Für den griechischen Philosophen Pythagoras (ca. 570-510 v. Chr.) und seine Anhänger war das Universum von göttlichen mathematischen Harmonien erfüllt. „Alles ist Zahl“ war das Motto der Pythagoreer, die alle Wirklichkeit mit natürlichen Zahlen in Verbindung brachten. Ihre kommunistische Gemeinschaft, zu der auch Frauen gehörten, war nicht nur eine philosophisch-mathematische Schule, sondern auch ein Ort religiöser Kontemplation, die darauf ausgerichtet war, die musikalischen Harmonien der himmlischen Sphären zu hören.
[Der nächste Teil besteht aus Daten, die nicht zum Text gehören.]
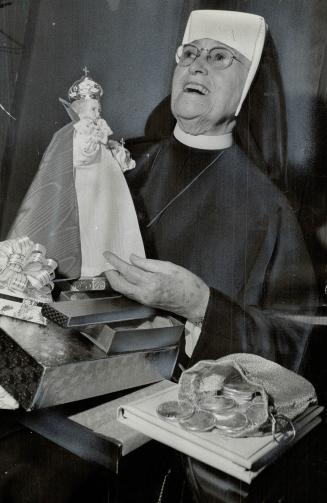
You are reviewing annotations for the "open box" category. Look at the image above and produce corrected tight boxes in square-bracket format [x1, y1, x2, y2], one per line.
[0, 299, 183, 410]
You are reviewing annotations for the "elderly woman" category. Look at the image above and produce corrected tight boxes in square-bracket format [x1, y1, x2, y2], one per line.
[106, 11, 315, 371]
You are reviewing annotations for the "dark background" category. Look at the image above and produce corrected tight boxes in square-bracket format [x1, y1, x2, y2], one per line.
[0, 0, 327, 291]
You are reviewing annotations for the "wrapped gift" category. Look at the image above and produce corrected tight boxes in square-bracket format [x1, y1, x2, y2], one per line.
[0, 237, 57, 325]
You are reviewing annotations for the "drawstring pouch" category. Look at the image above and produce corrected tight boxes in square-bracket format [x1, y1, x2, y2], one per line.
[178, 353, 317, 442]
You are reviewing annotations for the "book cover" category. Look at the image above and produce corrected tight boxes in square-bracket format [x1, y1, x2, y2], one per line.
[118, 383, 323, 483]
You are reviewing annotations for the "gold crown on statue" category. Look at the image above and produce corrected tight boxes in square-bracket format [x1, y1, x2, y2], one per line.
[68, 66, 103, 101]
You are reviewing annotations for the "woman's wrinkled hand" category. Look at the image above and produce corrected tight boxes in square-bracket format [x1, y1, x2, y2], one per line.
[103, 251, 209, 320]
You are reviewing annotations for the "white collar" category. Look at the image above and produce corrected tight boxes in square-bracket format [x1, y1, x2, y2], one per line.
[174, 124, 234, 150]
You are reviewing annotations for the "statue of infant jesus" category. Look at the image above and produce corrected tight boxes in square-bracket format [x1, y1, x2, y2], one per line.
[9, 68, 145, 278]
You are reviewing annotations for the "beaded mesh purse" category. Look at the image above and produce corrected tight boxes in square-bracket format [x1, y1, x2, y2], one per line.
[179, 353, 317, 441]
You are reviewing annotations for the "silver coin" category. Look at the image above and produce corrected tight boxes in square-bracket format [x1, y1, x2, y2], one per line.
[215, 412, 248, 432]
[179, 410, 216, 431]
[156, 400, 194, 421]
[198, 395, 236, 412]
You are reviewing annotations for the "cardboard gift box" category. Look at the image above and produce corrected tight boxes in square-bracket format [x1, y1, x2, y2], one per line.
[0, 301, 183, 410]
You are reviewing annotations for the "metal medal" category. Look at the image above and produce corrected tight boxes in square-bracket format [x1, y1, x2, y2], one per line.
[198, 395, 236, 412]
[215, 412, 248, 433]
[179, 410, 216, 431]
[156, 400, 194, 421]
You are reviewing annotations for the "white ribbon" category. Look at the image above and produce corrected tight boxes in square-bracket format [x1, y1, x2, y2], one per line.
[0, 237, 57, 298]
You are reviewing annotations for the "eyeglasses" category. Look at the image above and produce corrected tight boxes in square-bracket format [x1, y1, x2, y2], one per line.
[176, 44, 242, 70]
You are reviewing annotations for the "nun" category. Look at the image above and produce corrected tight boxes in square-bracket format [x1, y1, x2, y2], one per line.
[105, 10, 316, 371]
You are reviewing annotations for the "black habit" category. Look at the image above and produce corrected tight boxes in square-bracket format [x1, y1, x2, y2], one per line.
[127, 137, 316, 371]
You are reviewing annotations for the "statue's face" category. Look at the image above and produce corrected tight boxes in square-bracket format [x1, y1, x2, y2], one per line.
[72, 99, 101, 121]
[171, 38, 250, 135]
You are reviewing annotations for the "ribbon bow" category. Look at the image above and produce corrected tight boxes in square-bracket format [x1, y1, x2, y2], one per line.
[0, 237, 57, 298]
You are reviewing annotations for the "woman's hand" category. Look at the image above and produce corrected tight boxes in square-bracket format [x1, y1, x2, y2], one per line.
[103, 251, 209, 320]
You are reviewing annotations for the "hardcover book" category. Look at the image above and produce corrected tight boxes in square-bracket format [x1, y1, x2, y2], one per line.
[118, 383, 323, 483]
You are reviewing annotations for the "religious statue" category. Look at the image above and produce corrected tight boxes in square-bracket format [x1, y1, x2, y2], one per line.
[9, 68, 145, 278]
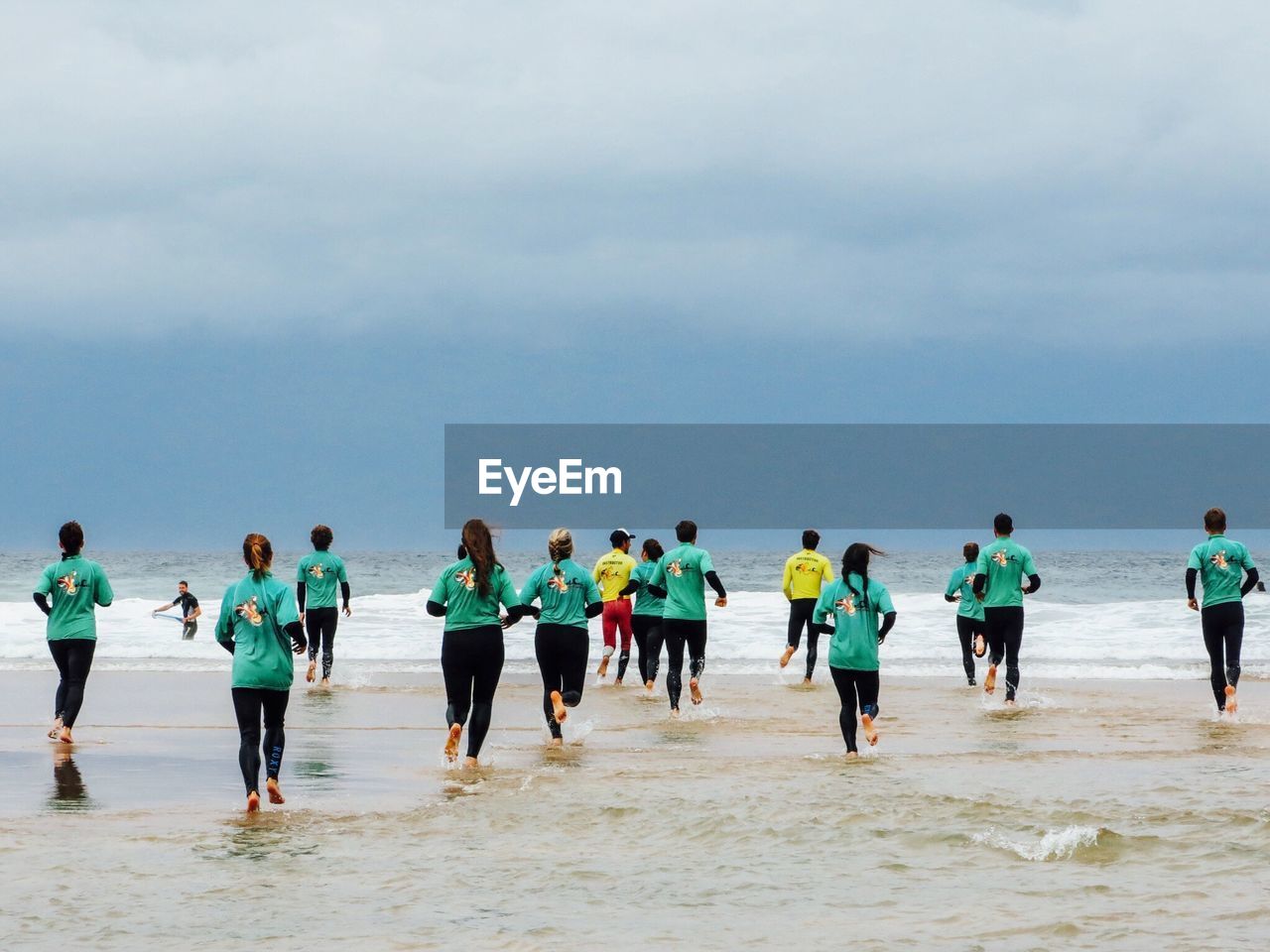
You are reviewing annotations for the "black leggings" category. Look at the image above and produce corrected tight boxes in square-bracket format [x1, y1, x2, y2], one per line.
[1199, 602, 1243, 711]
[631, 615, 666, 684]
[441, 625, 503, 758]
[534, 622, 590, 738]
[829, 666, 877, 750]
[786, 598, 821, 680]
[305, 607, 339, 678]
[49, 639, 96, 727]
[232, 688, 291, 793]
[956, 615, 987, 684]
[662, 618, 706, 711]
[983, 606, 1024, 701]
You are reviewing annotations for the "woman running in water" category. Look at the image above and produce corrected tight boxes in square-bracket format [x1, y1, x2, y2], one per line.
[1187, 508, 1260, 713]
[648, 520, 727, 717]
[816, 542, 895, 758]
[32, 522, 114, 744]
[622, 538, 666, 694]
[944, 542, 987, 686]
[427, 520, 528, 767]
[216, 532, 305, 813]
[521, 530, 604, 747]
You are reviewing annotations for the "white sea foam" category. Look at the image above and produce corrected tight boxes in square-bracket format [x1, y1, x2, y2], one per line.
[0, 591, 1270, 679]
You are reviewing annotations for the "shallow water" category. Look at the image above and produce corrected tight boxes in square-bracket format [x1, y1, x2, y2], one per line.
[0, 671, 1270, 949]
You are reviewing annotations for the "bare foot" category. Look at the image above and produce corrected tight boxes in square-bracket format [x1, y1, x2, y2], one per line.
[860, 715, 879, 748]
[552, 690, 569, 724]
[445, 724, 463, 763]
[264, 776, 287, 803]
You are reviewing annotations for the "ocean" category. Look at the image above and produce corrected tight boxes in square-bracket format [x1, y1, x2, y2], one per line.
[0, 551, 1270, 679]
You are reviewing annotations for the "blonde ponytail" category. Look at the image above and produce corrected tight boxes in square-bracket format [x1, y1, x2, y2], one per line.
[242, 532, 273, 579]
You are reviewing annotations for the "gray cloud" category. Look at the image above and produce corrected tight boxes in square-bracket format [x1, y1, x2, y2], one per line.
[0, 0, 1270, 341]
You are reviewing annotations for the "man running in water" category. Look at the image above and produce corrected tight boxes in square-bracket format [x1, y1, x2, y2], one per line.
[648, 520, 727, 717]
[972, 513, 1040, 707]
[781, 530, 833, 684]
[1187, 508, 1260, 713]
[296, 526, 353, 688]
[590, 530, 635, 684]
[150, 581, 203, 641]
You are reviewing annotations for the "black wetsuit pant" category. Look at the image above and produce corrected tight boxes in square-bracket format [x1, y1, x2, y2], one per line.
[786, 598, 821, 680]
[441, 625, 503, 757]
[232, 688, 291, 793]
[49, 639, 96, 727]
[983, 606, 1024, 701]
[305, 606, 339, 678]
[662, 618, 706, 711]
[956, 615, 988, 684]
[534, 622, 590, 738]
[631, 615, 666, 684]
[1199, 602, 1243, 711]
[829, 666, 877, 750]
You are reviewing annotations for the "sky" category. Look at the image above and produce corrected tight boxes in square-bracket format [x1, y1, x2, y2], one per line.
[0, 0, 1270, 549]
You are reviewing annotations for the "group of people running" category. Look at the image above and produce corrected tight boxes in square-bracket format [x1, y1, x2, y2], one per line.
[35, 508, 1258, 811]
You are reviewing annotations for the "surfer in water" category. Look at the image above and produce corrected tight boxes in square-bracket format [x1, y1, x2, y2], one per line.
[1187, 508, 1260, 715]
[150, 581, 203, 641]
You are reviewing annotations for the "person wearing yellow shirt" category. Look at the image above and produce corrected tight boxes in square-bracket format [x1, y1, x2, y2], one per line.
[590, 530, 636, 684]
[781, 530, 833, 684]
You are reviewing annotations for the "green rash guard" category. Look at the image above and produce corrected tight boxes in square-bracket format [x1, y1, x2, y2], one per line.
[1187, 536, 1257, 608]
[944, 562, 983, 622]
[428, 558, 521, 631]
[216, 572, 300, 690]
[974, 536, 1036, 608]
[521, 558, 599, 629]
[648, 542, 713, 622]
[813, 572, 895, 671]
[36, 554, 114, 641]
[631, 562, 666, 618]
[296, 549, 348, 608]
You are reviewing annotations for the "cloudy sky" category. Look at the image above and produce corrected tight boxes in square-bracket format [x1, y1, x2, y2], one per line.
[0, 0, 1270, 548]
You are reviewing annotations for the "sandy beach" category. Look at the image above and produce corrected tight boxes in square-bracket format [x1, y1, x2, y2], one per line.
[0, 671, 1270, 949]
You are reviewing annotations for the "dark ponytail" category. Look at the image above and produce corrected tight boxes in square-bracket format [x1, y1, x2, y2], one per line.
[842, 542, 886, 609]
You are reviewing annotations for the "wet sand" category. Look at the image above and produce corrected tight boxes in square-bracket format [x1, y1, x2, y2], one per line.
[0, 670, 1270, 949]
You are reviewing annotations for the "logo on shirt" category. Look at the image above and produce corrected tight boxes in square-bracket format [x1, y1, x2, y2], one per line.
[234, 595, 264, 629]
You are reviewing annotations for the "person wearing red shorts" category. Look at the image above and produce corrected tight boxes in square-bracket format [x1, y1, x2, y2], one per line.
[591, 530, 635, 684]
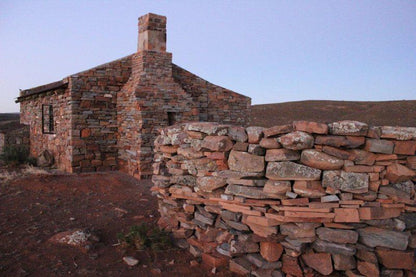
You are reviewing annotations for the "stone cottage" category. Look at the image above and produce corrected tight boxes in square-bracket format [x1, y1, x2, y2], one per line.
[16, 13, 251, 178]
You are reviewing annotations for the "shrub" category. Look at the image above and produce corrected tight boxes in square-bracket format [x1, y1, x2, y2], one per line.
[0, 145, 34, 165]
[117, 223, 172, 250]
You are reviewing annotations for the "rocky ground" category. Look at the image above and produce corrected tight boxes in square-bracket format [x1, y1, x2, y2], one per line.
[0, 167, 231, 276]
[250, 100, 416, 127]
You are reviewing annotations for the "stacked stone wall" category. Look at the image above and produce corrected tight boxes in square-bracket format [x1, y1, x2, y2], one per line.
[20, 87, 72, 172]
[0, 125, 29, 154]
[69, 55, 132, 172]
[172, 64, 251, 126]
[152, 121, 416, 276]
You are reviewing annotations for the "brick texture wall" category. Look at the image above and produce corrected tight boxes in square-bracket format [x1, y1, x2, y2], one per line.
[70, 55, 132, 172]
[20, 87, 72, 172]
[152, 121, 416, 276]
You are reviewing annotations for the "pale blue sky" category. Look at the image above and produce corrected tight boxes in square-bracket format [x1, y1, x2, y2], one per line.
[0, 0, 416, 113]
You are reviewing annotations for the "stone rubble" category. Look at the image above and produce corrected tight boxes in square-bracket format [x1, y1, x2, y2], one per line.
[152, 121, 416, 276]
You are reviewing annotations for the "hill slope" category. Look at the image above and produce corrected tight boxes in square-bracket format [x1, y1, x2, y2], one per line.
[250, 100, 416, 127]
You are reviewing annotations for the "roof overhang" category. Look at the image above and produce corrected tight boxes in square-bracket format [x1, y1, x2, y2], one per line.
[15, 80, 68, 103]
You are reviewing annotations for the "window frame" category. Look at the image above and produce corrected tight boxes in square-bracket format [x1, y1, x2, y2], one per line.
[42, 104, 55, 134]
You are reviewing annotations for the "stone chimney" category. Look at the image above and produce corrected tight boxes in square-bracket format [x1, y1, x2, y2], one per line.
[137, 13, 166, 52]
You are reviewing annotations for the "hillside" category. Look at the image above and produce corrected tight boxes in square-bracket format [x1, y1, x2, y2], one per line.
[250, 100, 416, 127]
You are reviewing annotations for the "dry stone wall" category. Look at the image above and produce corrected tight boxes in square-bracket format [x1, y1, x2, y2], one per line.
[152, 121, 416, 276]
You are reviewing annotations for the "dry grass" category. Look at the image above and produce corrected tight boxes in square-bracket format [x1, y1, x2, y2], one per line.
[0, 165, 51, 184]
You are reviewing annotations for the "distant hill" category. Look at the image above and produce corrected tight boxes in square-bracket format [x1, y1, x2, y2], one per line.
[250, 100, 416, 127]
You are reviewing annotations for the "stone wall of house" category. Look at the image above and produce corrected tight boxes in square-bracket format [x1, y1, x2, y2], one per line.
[172, 64, 251, 126]
[69, 55, 131, 172]
[152, 121, 416, 276]
[0, 125, 30, 154]
[20, 87, 72, 172]
[117, 51, 199, 178]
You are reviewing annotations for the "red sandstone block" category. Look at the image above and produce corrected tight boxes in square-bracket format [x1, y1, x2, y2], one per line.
[202, 253, 229, 268]
[281, 198, 309, 206]
[159, 145, 179, 154]
[293, 121, 328, 134]
[358, 207, 402, 220]
[334, 208, 360, 223]
[394, 141, 416, 155]
[263, 124, 293, 138]
[260, 241, 283, 262]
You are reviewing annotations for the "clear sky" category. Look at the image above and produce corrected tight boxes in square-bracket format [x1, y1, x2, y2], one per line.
[0, 0, 416, 113]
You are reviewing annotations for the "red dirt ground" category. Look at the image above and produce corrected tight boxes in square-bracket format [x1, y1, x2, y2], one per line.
[250, 99, 416, 127]
[0, 168, 231, 276]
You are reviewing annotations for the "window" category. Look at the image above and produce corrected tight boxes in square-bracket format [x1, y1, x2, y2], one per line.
[42, 105, 55, 134]
[168, 112, 176, 126]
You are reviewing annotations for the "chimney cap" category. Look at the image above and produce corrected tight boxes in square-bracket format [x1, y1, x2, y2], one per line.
[139, 13, 166, 33]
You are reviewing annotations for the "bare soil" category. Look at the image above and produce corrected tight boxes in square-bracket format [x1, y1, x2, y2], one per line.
[0, 168, 224, 276]
[250, 100, 416, 127]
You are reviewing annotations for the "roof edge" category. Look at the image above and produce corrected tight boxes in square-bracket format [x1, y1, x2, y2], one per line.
[15, 78, 68, 103]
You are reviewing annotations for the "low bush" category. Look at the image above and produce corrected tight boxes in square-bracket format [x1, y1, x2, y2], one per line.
[0, 145, 35, 165]
[117, 223, 172, 251]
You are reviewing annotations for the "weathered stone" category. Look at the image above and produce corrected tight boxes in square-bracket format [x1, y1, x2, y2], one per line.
[315, 136, 365, 148]
[380, 269, 404, 277]
[379, 185, 411, 199]
[225, 185, 268, 199]
[228, 126, 248, 142]
[282, 255, 303, 277]
[355, 248, 378, 264]
[227, 178, 267, 187]
[247, 144, 266, 156]
[349, 149, 377, 165]
[228, 150, 264, 172]
[322, 170, 369, 193]
[364, 139, 394, 154]
[293, 181, 326, 198]
[358, 207, 402, 220]
[381, 126, 416, 140]
[212, 170, 264, 179]
[386, 163, 416, 183]
[358, 227, 410, 250]
[260, 241, 283, 262]
[263, 180, 292, 194]
[322, 145, 354, 160]
[332, 254, 357, 271]
[266, 162, 321, 181]
[224, 220, 250, 231]
[170, 175, 196, 187]
[357, 261, 380, 277]
[230, 240, 260, 254]
[278, 131, 314, 150]
[246, 126, 264, 143]
[312, 239, 356, 256]
[280, 223, 315, 239]
[328, 120, 368, 136]
[293, 121, 328, 134]
[316, 227, 358, 243]
[194, 212, 214, 225]
[394, 140, 416, 155]
[376, 248, 415, 270]
[229, 257, 251, 276]
[321, 194, 339, 203]
[185, 122, 228, 136]
[201, 136, 233, 152]
[300, 149, 344, 170]
[302, 252, 334, 275]
[260, 138, 282, 149]
[266, 149, 300, 162]
[202, 252, 229, 268]
[263, 124, 293, 138]
[197, 176, 227, 192]
[184, 158, 217, 175]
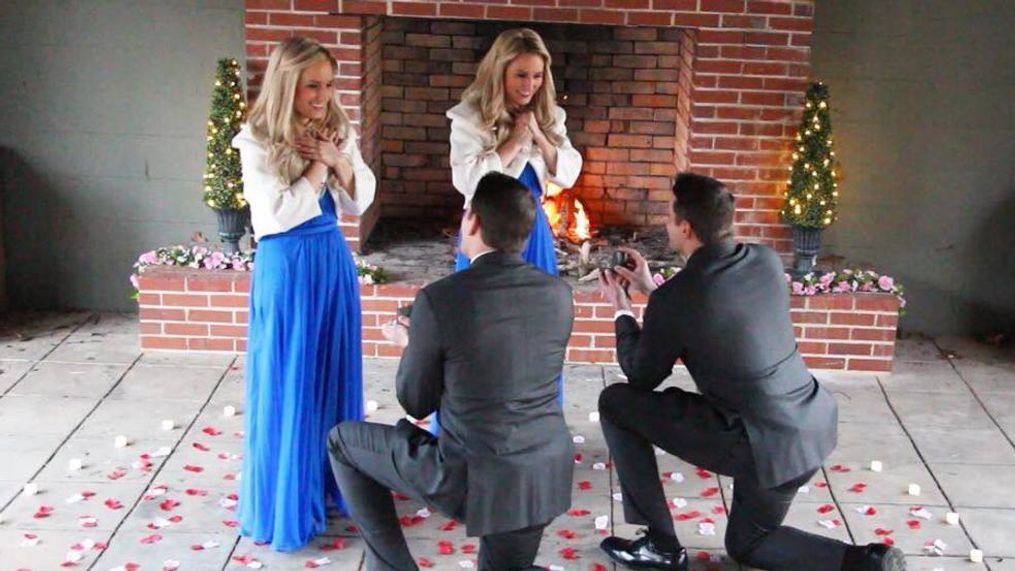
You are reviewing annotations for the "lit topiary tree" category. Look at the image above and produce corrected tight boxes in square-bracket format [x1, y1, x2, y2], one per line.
[204, 58, 248, 253]
[783, 81, 838, 275]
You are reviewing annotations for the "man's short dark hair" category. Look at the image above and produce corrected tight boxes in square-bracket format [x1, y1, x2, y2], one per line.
[472, 172, 536, 254]
[673, 172, 734, 243]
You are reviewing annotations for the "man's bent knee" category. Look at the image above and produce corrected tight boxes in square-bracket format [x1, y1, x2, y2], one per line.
[328, 420, 356, 463]
[599, 382, 631, 419]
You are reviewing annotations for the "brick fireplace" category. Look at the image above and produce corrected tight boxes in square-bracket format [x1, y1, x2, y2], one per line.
[246, 0, 813, 253]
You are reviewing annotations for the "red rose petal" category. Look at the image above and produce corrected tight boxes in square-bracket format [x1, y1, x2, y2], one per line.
[321, 538, 345, 551]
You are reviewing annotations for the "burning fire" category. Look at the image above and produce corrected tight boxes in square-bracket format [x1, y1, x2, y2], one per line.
[542, 183, 592, 243]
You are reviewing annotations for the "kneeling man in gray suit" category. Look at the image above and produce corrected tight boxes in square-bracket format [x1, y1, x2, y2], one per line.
[599, 173, 905, 571]
[328, 172, 574, 571]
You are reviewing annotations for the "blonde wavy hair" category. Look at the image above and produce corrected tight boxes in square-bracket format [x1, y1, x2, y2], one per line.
[248, 37, 349, 183]
[462, 27, 562, 150]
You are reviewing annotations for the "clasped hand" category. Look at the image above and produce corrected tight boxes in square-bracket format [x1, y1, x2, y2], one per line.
[295, 129, 352, 175]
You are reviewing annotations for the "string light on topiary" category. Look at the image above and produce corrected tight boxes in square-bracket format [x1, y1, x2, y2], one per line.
[204, 58, 247, 210]
[782, 82, 838, 228]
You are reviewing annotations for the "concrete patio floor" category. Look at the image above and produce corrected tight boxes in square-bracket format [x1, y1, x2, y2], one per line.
[0, 313, 1015, 571]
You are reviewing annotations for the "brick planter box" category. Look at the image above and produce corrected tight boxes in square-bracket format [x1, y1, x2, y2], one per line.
[138, 267, 898, 371]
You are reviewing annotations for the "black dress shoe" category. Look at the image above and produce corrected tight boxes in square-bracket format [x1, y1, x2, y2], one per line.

Man glaubte an Seelenwanderung und lebte vegetarisch.

Auch wenn die Bewegung der Pythagoreer sich nicht sehr lange hielt, beeinflussten ihre Gedanken viele andere Philosophen, darunter auch Platon (428/7-348/7 v. Chr.) und seine Anhänger. Zur Zeit des Neuplatonismus ging platonisches Gedankengut sogar in die christliche Theologie ein, insbesondere über den Kirchenvater Augustinus. Beispiele hierfür sind die Vorstellung, dass die Seele unabhängig vom Körper existieren kann, und die Interpretation des Bösen als die Abwesenheit des Guten.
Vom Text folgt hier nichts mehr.